健康と資産を蝕む住宅暗黒時代

日本の家は、住むと病気になる

激増するシックハウス症候群

ここ数年の日本の住宅をめぐる問題の中で最も大きな関心を集めたものが「シックハウス症候群」でしょう。

シックハウス症候群とは、新築や改築直後の住宅に入居した時に、目がチカチカしたり、吐き気がしたりする現代病。合板、壁紙、床材の接着剤などに含まれるホルムアルデビドなど揮発性の有機化合物が空気中に放散されるのが原因とされています。」

人間は一日に30kg以上もの空気を体内に取り入れていますが、そこに有害な物質が混ざっているとしたらどうでしょう。確実に心身が蝕まれるはずです。しかも良い空気と悪い空気を区別して吸うわけにはいきません。そうした事態が実際に家の中で過ごすだけで引き起こされるのですから、シックハウス症候群は実に恐ろしいものです。

現在、シックハウス症候群の患者は100万人にも達するという説もあります。住宅メーカーに対して購入代金の返還など損害賠償を求める訴訟も多発しています。

このように、そこに暮らすだけで病気になってしまう家が、日本ではどんどん増えてきているのです。

  • 参考資料:有害物質一覧「健康住宅研究会」優先取り組みの有害6物質

  • 関連情報

    不完全な換気による健康被害

    最近では特定の化学物質を排除し「健康住宅」をうたう住宅も登場しました。また、シックハウス対策を盛り込んだ改正建築基準法が平成15年7月1日に施行されるなど、行政の取り組みも進んでいます。

    ホルムアルデヒドは室内空気汚染物質の代表的な存在で、人体に大きな悪影響を与えます。その意味で住宅の建材から発生するホルムアルデヒドを抑えることは大切です。しかし実はそれだけではシックハウス症候群の根本的な解決にはならないのです。

    というのも、家の中ではカーテンや家具、衣類、家電製品、芳香剤や洗剤など、実に様々なものに化学物質が含まれているからです。これらを家の中からすべて追放することは現実的に不可能でしょう。それよりも、住いの換気が不十分であるために化学物質が室内に閉じこめられてしまう現状の住宅の造りの方が問題なのです。

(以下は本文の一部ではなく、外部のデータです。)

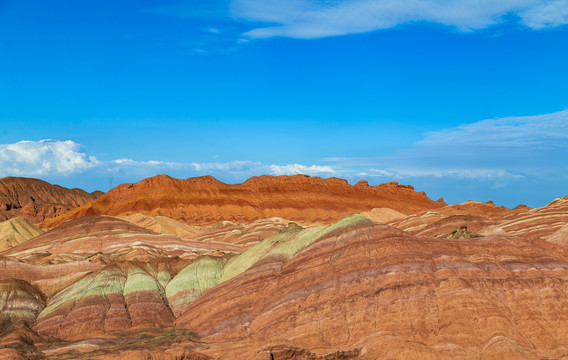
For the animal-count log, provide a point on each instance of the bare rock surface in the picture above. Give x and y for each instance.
(380, 291)
(203, 201)
(16, 231)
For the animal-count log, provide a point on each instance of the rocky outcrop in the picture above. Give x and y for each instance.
(16, 231)
(475, 215)
(20, 302)
(107, 239)
(162, 225)
(245, 235)
(538, 223)
(48, 278)
(204, 201)
(116, 298)
(387, 294)
(36, 200)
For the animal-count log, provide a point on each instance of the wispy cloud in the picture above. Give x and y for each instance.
(44, 157)
(65, 158)
(504, 149)
(315, 19)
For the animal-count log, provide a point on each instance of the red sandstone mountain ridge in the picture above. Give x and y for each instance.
(99, 287)
(206, 201)
(36, 200)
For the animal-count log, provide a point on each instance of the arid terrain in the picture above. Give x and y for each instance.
(287, 267)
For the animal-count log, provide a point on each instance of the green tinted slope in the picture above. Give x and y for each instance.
(192, 281)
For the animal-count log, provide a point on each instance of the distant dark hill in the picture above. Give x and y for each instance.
(36, 200)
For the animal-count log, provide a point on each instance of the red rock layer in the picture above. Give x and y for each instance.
(475, 215)
(91, 236)
(36, 200)
(205, 201)
(48, 278)
(539, 223)
(391, 295)
(116, 298)
(243, 234)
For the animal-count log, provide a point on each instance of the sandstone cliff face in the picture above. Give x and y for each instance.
(36, 200)
(475, 215)
(539, 223)
(106, 239)
(16, 231)
(387, 294)
(205, 201)
(116, 298)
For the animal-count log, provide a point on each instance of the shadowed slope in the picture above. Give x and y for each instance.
(115, 298)
(116, 239)
(36, 200)
(386, 294)
(162, 225)
(16, 231)
(475, 215)
(205, 201)
(190, 283)
(538, 223)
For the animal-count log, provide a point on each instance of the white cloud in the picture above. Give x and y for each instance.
(233, 166)
(533, 132)
(320, 18)
(504, 149)
(63, 158)
(293, 169)
(44, 157)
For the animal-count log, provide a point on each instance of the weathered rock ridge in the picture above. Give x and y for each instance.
(205, 201)
(36, 200)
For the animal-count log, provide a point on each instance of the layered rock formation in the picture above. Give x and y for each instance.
(249, 285)
(106, 239)
(475, 215)
(162, 225)
(205, 201)
(376, 292)
(36, 200)
(116, 298)
(539, 223)
(16, 231)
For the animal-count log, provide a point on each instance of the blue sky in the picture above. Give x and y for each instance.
(462, 99)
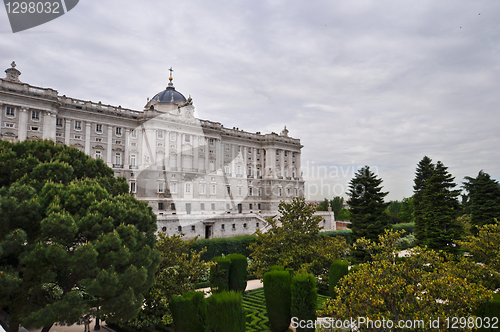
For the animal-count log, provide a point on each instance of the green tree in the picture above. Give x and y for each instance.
(440, 209)
(367, 213)
(425, 169)
(483, 195)
(68, 244)
(424, 285)
(292, 241)
(179, 271)
(406, 212)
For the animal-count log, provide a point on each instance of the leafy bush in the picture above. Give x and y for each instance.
(219, 274)
(224, 246)
(338, 269)
(225, 313)
(190, 305)
(489, 309)
(304, 297)
(277, 290)
(238, 272)
(346, 234)
(408, 227)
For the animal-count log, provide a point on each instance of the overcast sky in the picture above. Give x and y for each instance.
(378, 83)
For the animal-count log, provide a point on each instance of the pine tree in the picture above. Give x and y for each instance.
(368, 216)
(425, 168)
(439, 211)
(484, 199)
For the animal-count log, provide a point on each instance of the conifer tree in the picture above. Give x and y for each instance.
(440, 210)
(368, 216)
(484, 199)
(425, 168)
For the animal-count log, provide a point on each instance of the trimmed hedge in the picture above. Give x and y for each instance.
(408, 227)
(277, 291)
(225, 313)
(238, 272)
(346, 234)
(190, 305)
(490, 309)
(338, 269)
(219, 274)
(304, 298)
(224, 246)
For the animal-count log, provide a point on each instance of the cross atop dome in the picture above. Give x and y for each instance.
(171, 78)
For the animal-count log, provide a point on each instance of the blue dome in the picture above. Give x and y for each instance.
(168, 96)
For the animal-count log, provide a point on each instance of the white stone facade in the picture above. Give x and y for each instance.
(200, 178)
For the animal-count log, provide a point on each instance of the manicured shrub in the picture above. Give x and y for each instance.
(304, 297)
(489, 310)
(225, 313)
(238, 272)
(408, 227)
(346, 234)
(219, 274)
(338, 269)
(190, 305)
(224, 246)
(277, 290)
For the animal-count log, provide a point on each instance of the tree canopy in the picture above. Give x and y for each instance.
(72, 239)
(483, 198)
(292, 241)
(368, 210)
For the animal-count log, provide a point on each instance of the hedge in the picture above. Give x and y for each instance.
(489, 310)
(225, 313)
(190, 305)
(346, 234)
(408, 227)
(338, 269)
(277, 291)
(238, 272)
(224, 246)
(304, 297)
(219, 274)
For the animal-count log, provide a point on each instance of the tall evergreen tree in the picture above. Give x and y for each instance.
(483, 197)
(368, 216)
(425, 168)
(440, 209)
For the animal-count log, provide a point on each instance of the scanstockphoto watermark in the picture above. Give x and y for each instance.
(28, 14)
(409, 324)
(333, 180)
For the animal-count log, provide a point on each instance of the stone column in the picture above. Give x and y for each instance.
(87, 138)
(195, 152)
(127, 148)
(297, 165)
(234, 154)
(179, 152)
(282, 163)
(140, 157)
(254, 166)
(1, 117)
(22, 131)
(207, 155)
(67, 131)
(109, 155)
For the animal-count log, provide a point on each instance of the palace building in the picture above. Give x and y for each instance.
(200, 178)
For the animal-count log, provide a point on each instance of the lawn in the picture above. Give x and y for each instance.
(254, 304)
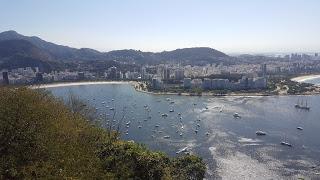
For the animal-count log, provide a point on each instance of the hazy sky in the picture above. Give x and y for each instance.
(232, 26)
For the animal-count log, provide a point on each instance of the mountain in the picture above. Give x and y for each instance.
(56, 52)
(21, 53)
(59, 52)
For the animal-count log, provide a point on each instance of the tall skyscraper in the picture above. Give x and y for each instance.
(5, 78)
(263, 69)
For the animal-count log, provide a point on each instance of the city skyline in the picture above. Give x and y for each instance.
(230, 26)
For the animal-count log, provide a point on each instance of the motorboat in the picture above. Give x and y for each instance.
(164, 115)
(286, 144)
(236, 115)
(261, 133)
(185, 149)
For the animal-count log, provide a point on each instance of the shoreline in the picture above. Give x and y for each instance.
(224, 95)
(136, 84)
(305, 77)
(66, 84)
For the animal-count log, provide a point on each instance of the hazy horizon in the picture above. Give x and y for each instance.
(233, 27)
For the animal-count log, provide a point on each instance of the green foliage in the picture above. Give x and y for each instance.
(42, 138)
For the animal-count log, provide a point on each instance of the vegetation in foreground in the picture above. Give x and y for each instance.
(42, 138)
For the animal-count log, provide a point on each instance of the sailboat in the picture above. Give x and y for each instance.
(300, 105)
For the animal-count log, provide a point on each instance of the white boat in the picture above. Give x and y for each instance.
(261, 133)
(286, 144)
(300, 105)
(185, 149)
(164, 115)
(236, 115)
(300, 128)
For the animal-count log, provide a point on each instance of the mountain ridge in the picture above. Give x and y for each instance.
(66, 54)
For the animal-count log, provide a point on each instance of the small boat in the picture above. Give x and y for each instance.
(302, 106)
(261, 133)
(164, 115)
(185, 149)
(236, 115)
(286, 144)
(300, 128)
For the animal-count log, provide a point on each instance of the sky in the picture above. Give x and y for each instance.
(231, 26)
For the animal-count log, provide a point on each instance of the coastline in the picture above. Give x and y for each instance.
(64, 84)
(305, 77)
(135, 85)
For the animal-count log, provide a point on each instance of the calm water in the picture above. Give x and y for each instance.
(228, 145)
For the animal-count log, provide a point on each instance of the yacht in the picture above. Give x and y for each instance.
(301, 105)
(261, 133)
(300, 128)
(286, 144)
(236, 115)
(185, 149)
(164, 115)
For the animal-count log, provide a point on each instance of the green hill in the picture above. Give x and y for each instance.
(41, 138)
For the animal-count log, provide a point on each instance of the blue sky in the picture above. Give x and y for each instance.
(232, 26)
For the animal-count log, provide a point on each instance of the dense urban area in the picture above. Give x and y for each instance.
(246, 72)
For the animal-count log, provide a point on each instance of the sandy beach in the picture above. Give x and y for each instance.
(75, 84)
(305, 78)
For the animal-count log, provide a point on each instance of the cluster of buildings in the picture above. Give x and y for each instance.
(220, 84)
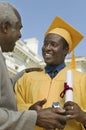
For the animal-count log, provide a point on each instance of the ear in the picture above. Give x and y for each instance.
(5, 27)
(66, 50)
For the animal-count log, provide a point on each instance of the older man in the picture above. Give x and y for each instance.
(10, 118)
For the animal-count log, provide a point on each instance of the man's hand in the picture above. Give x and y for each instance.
(38, 105)
(51, 118)
(74, 112)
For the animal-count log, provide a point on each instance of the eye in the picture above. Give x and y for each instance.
(53, 44)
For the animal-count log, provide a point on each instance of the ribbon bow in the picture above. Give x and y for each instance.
(66, 87)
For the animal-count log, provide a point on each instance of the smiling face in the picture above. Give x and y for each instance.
(54, 49)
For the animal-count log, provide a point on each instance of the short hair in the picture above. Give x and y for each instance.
(7, 13)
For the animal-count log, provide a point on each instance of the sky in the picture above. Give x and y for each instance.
(37, 15)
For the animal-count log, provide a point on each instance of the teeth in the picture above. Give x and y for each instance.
(47, 54)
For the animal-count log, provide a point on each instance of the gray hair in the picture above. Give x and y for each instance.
(7, 13)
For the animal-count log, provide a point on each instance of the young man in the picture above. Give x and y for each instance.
(60, 39)
(10, 118)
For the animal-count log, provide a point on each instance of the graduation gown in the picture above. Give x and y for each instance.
(35, 86)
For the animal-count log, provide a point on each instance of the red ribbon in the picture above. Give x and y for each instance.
(66, 87)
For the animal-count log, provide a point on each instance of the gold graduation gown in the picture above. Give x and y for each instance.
(35, 86)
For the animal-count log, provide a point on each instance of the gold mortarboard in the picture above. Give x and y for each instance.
(69, 33)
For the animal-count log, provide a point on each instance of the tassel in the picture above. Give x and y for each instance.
(73, 64)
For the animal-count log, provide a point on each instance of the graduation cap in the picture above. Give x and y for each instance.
(69, 33)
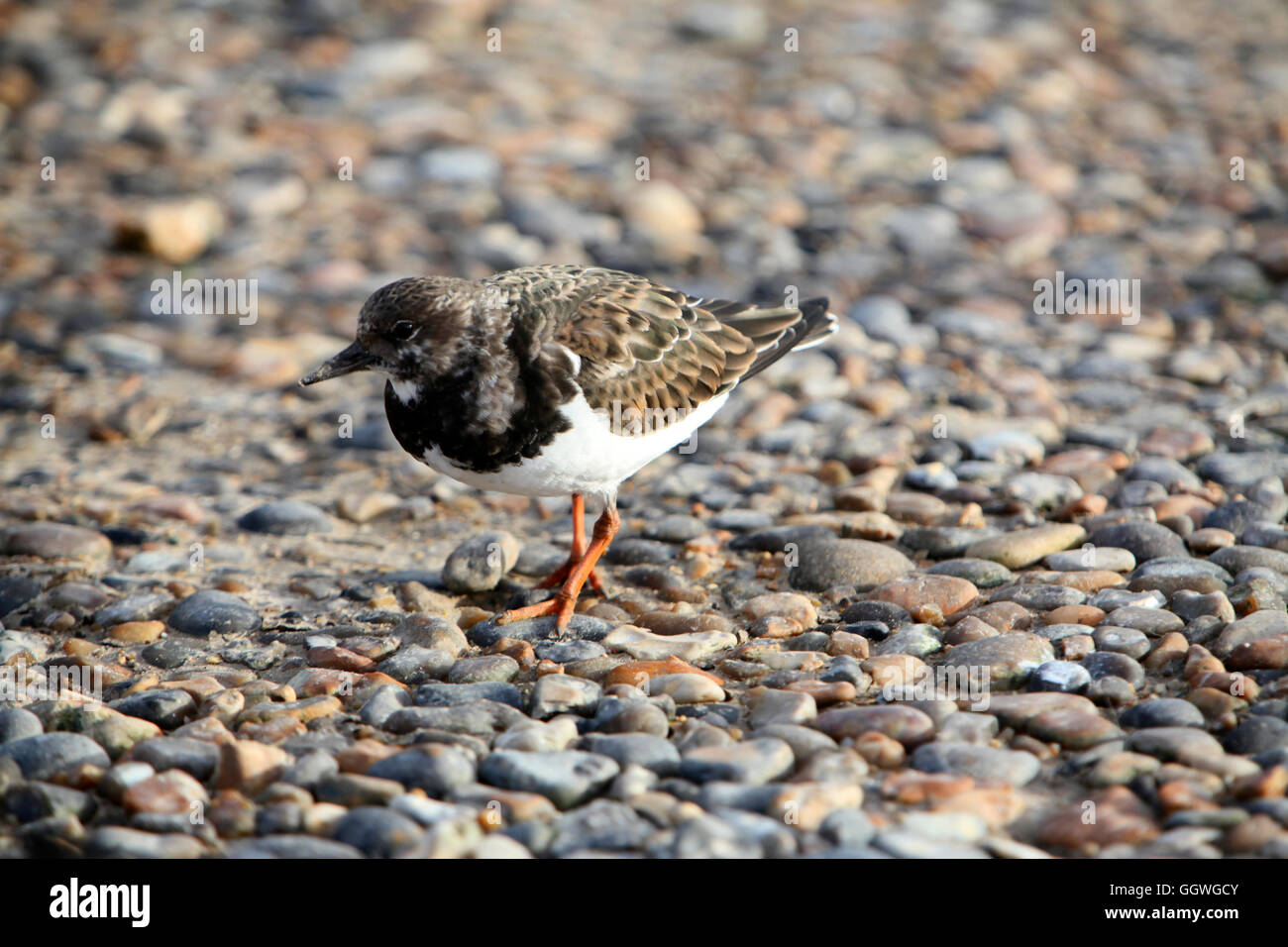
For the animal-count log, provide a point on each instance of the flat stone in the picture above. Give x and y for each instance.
(378, 832)
(754, 762)
(1252, 628)
(948, 594)
(647, 646)
(54, 541)
(906, 724)
(977, 762)
(50, 754)
(436, 768)
(1091, 558)
(210, 612)
(825, 562)
(1142, 540)
(284, 518)
(562, 693)
(480, 562)
(635, 749)
(567, 777)
(1008, 659)
(1025, 547)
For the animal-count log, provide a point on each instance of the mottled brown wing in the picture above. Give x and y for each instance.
(653, 348)
(642, 344)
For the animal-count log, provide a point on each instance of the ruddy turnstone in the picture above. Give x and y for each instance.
(561, 380)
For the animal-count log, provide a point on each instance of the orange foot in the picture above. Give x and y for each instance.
(576, 554)
(565, 602)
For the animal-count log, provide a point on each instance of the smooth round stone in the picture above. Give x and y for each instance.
(1239, 558)
(1109, 599)
(1060, 677)
(48, 754)
(1171, 577)
(645, 750)
(166, 709)
(483, 669)
(741, 521)
(885, 612)
(284, 518)
(197, 758)
(1090, 558)
(769, 706)
(1180, 744)
(944, 541)
(634, 551)
(1041, 596)
(752, 762)
(54, 541)
(948, 594)
(143, 605)
(909, 725)
(566, 777)
(1252, 628)
(214, 612)
(1142, 540)
(584, 626)
(982, 574)
(1025, 547)
(1162, 711)
(1055, 633)
(828, 562)
(1239, 515)
(458, 694)
(1042, 489)
(1103, 664)
(1154, 622)
(1258, 733)
(480, 562)
(1122, 641)
(120, 841)
(563, 693)
(1009, 659)
(567, 652)
(675, 528)
(1073, 729)
(17, 723)
(18, 590)
(917, 641)
(416, 665)
(378, 831)
(687, 688)
(601, 826)
(1013, 447)
(977, 762)
(297, 847)
(437, 768)
(1112, 690)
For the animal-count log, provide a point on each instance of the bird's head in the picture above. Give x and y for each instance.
(408, 330)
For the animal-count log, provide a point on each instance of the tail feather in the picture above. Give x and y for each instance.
(804, 329)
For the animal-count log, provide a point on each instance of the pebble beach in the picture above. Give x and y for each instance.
(1000, 571)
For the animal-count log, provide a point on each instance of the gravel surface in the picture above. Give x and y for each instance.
(990, 575)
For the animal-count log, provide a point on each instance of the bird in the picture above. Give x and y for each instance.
(561, 380)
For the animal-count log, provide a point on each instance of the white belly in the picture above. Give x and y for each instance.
(590, 458)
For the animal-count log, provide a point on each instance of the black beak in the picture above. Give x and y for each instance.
(353, 359)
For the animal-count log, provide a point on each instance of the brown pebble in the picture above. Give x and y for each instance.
(137, 631)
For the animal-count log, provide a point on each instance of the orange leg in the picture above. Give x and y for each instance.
(576, 553)
(565, 602)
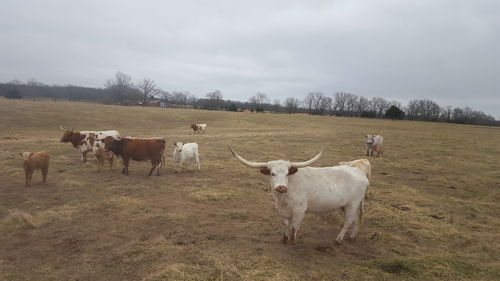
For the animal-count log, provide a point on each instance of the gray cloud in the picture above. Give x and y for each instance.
(442, 50)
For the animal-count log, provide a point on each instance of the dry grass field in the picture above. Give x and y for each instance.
(433, 214)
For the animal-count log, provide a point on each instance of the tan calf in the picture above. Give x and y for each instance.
(379, 149)
(102, 155)
(35, 161)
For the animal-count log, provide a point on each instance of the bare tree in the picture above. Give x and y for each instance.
(121, 88)
(340, 101)
(363, 106)
(276, 105)
(351, 103)
(309, 101)
(215, 100)
(166, 96)
(291, 105)
(148, 88)
(380, 106)
(258, 100)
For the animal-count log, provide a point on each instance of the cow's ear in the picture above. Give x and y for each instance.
(292, 170)
(265, 171)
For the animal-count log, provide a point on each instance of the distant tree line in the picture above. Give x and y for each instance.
(122, 90)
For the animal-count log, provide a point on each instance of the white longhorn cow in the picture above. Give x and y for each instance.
(299, 189)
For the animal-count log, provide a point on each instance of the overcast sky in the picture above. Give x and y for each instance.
(444, 50)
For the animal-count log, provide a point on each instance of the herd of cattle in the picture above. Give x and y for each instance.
(297, 188)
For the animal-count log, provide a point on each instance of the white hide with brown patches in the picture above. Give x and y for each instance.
(298, 189)
(102, 156)
(87, 141)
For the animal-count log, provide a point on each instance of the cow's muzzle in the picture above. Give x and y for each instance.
(281, 189)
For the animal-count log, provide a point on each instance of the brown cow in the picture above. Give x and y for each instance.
(138, 150)
(35, 161)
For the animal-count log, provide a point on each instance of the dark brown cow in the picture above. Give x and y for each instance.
(138, 150)
(35, 161)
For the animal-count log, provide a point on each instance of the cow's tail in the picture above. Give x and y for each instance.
(163, 158)
(361, 210)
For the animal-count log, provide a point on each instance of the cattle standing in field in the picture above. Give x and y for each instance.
(102, 156)
(298, 189)
(85, 141)
(35, 161)
(362, 164)
(372, 140)
(138, 150)
(379, 149)
(199, 128)
(185, 152)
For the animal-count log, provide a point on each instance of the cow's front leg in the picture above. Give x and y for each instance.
(125, 166)
(295, 223)
(349, 218)
(286, 222)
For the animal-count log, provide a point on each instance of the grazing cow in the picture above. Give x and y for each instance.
(372, 140)
(85, 141)
(379, 149)
(362, 164)
(185, 152)
(298, 189)
(138, 150)
(199, 128)
(102, 156)
(34, 161)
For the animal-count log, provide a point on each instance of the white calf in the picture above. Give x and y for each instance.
(185, 152)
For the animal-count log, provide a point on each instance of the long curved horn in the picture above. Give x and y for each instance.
(246, 162)
(308, 162)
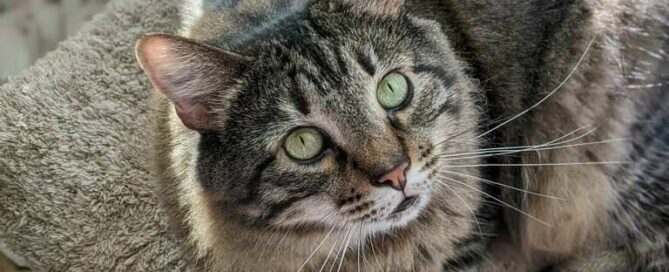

    既にご紹介したように、戦後の日本の住宅は密閉化の道を一途に進みました。今では風の通り抜けるような家はむしろまれで、十分な換気がされている家庭は少なく、室内空気に化学物質がこもってしまうばかりか、湿気を好むカビやダニが繁殖するようになってしまったのです。言うまでもなく、カビやダニの死骸はアトピー性皮膚炎、喘息などの原因の一つ。いくら化学物質の発生を抑える建材を使用しても、十分な換気を行わない限り、今の日本の住宅では不健康な室内環境になってしまうことが避けられないのです。

  • 関連情報*1:室内のホルムアルデヒド濃度と子供の喘息率
  • ヒートショックにも十分注意を

    近年、汗を上手にかけない子供が増えていると言われています。理由は簡単。生まれたときから、エアコンの効いた室内で育ったことから、自ら体温調節する機能がしっかりと育たなかったためです。

    一方、暖房についてはどうでしょう。日本の住宅は、一部の部屋だけを、限られた時間だけ暖房する形になっています。そのため冬は部屋間に寒暖の差が激しく、寒い浴室やトイレで亡くなる老人が増えてくるのです。こうした急激な寒暖差による悪影響をヒートショックと呼びます。

    本来は家族の安全を守るべき住宅が、実はそのシェルターとしての機能を十分に発揮していないばかりに、場合によっては健康被害をもたらしかねないわけです。換気や冷暖房のあり方について、根本から考え直さなければなりません。